Today, we fancy ourselves far beyond the reach of deadly predators. So when a story comes along that captures this type of fear, or a real incident that becomes covered in news around the globe, that piece of primal fear is tapped into once again. Jaws, in both film and book form, is possibly the greatest encapsulation of this type of monster. A humongous great white shark begins hunting off the coast of peaceful Amity Island, picking off helpless humans one by one while bureaucratic authorities shrug off the threat in favor of profit. The combination of an ultimate predator, a town like any other, and the unexplored mysteries of the ocean made Jaws a sensation that continues to send ripples through modern man’s fears.

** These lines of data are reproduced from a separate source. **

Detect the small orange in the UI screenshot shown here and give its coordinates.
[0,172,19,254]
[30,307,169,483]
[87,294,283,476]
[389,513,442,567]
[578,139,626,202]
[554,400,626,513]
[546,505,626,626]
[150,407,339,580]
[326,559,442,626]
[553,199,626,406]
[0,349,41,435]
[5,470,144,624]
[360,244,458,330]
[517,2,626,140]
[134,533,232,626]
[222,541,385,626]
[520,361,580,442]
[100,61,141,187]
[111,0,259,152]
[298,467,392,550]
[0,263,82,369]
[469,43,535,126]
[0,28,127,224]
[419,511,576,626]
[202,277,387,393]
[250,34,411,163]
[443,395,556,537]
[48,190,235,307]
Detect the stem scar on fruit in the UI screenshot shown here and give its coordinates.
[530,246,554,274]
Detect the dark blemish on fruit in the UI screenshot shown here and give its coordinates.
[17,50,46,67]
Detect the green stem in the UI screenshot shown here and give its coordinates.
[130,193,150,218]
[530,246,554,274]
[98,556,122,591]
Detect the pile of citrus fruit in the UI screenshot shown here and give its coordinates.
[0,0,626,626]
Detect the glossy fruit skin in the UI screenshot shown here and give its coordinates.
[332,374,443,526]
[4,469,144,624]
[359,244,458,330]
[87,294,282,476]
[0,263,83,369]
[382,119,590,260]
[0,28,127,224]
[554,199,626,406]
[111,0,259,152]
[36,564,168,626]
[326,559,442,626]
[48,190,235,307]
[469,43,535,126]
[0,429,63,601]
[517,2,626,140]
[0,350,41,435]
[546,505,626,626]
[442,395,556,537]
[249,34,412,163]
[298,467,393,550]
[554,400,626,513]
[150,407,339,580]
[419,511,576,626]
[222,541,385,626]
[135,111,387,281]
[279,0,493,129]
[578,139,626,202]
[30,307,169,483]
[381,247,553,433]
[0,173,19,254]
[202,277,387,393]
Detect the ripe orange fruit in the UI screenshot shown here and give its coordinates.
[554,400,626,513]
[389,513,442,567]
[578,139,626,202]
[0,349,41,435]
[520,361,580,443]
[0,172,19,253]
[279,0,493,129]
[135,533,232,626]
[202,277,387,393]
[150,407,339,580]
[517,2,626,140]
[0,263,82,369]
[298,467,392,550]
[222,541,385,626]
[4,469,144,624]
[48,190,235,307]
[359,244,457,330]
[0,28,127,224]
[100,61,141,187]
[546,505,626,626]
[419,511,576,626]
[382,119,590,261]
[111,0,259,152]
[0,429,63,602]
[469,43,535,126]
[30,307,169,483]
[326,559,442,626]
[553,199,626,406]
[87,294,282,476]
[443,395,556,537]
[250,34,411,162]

It’s also a classic, combining horror, blockbuster spectacle, and human emotion into a marvelous story.
Any real creature that poses true danger to a human is enough to base a terrifying story on. The more claws and sharper teeth that it has, the better. Strip away our common defenses and surroundings, or give alpha predators are greater advantage than ever before, and man becomes little more than prey, struggling against impending doom. And no one wants to be something else’s prey.
Bringing It On Ourselves
Whether you believe in global warming or not, or whether humanity’s incessant pollution and scientific tampering has had an effect on the planet, it has produced some fantastic ideas in fiction. This concept’s strength are best personified in two classic series that have stuck with audiences for decades, self perpetuating additional entries on the strength of the original’s ideas.

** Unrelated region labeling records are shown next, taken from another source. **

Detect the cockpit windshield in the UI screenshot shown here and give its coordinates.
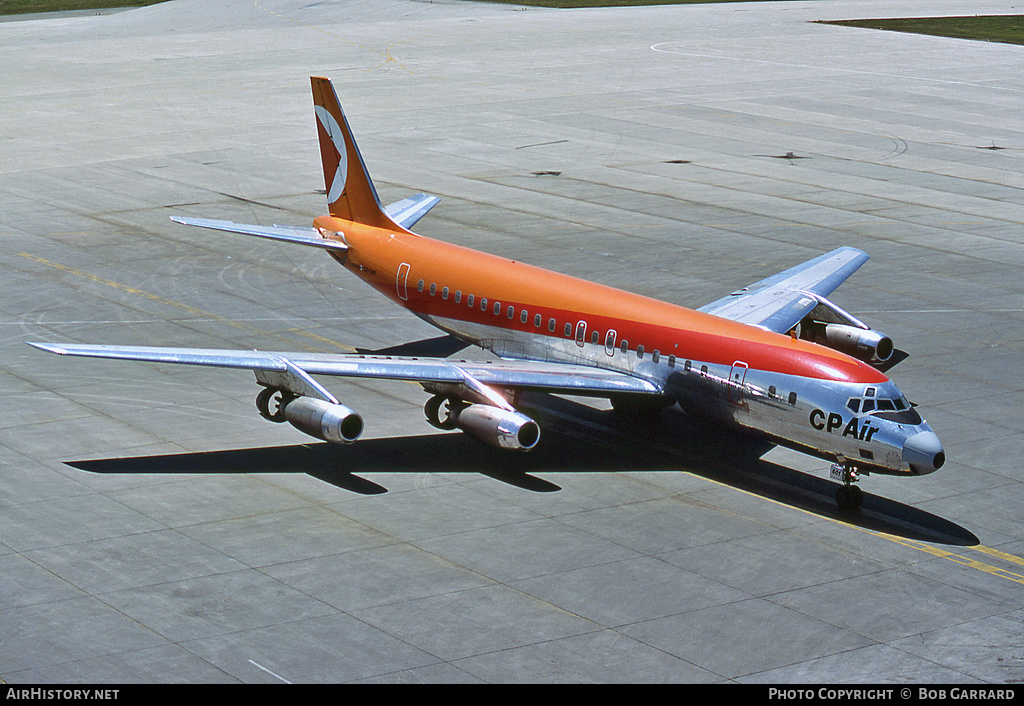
[846,387,922,425]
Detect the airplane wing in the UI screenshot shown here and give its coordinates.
[384,194,440,229]
[698,248,867,333]
[29,342,662,396]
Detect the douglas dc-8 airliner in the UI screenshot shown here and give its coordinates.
[32,77,945,508]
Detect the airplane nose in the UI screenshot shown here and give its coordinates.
[903,431,946,475]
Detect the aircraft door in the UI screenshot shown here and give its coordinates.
[394,262,412,301]
[729,361,750,405]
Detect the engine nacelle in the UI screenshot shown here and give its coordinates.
[284,398,362,444]
[455,405,541,451]
[811,324,894,363]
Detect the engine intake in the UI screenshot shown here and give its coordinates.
[454,405,541,451]
[284,398,362,444]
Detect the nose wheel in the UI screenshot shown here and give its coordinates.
[829,463,864,512]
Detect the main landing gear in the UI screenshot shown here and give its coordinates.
[828,460,864,512]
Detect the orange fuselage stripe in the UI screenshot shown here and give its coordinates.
[314,216,888,384]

The fears of nuclear war tie directly into the creation of Godzilla, both in the concept itself and the fictional origins of the creature. Whatever the origin is given for The King of the Monsters, it is the tampering of man and an imbalance in the world that leads to Godzilla rising from the watery depths. His goals? Balance and punishment. Whether he is blasting a more dangerous kaiju or making man pay for his destruction, Godzilla is awakened to represent the Earth’s mighty rage. Because of the simple and mysterious origin, Godzilla has been reshaped time and time again, fitting new fears for new decades and taking on both heroic and villainous roles. For more on the history of Godzilla and his titanic role in fiction, go to “Godzilla, Kaiju, and Decades of Human Fears.”
In Jurassic Park, hubris, greed, and naiveté lead talented scientists to bring back dinosaurs for the sake of an amusement park’s creation. What Richard Hammond and a crew of scientist don’t realize is that they cannot control nature, and choosing to bring back ancient beasts has put them far out of their depth. Only chaos scientist Dr. Ian Malcolm understands that “Life finds a way.” When it does, it means that anyone unlucky enough to be around is faced with a life and death struggle that no one has ever been forced to survive.

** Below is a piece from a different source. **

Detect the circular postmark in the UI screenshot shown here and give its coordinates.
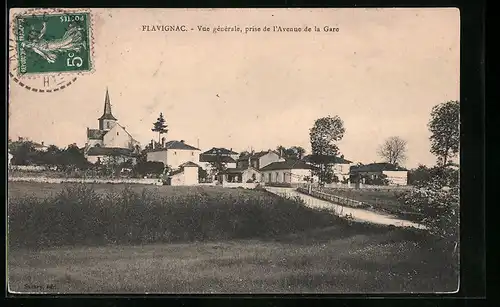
[8,9,94,93]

Rather than implant a completely fictional character like Godzilla into concepts of real world fears, author Michael Crichton chose to expose the true threats of nature. Dinosaurs have been extinct for millennia and Jurassic Park shows humans why they should be thankful. Choosing to supersede the choices made by nature is what gets humans into serious trouble during the story. It’s this mixture of both fear and reverence for nature that makes the story simultaneously terrifying and beautiful, with humans given a glimpse at what their role truly is in the larger history of the world.
While these challenges may frighten audiences, they also teach a valuable lesson. One centered on understanding our place in the world, both as part of something bigger than ourselves and as something that has true power over the future of nature.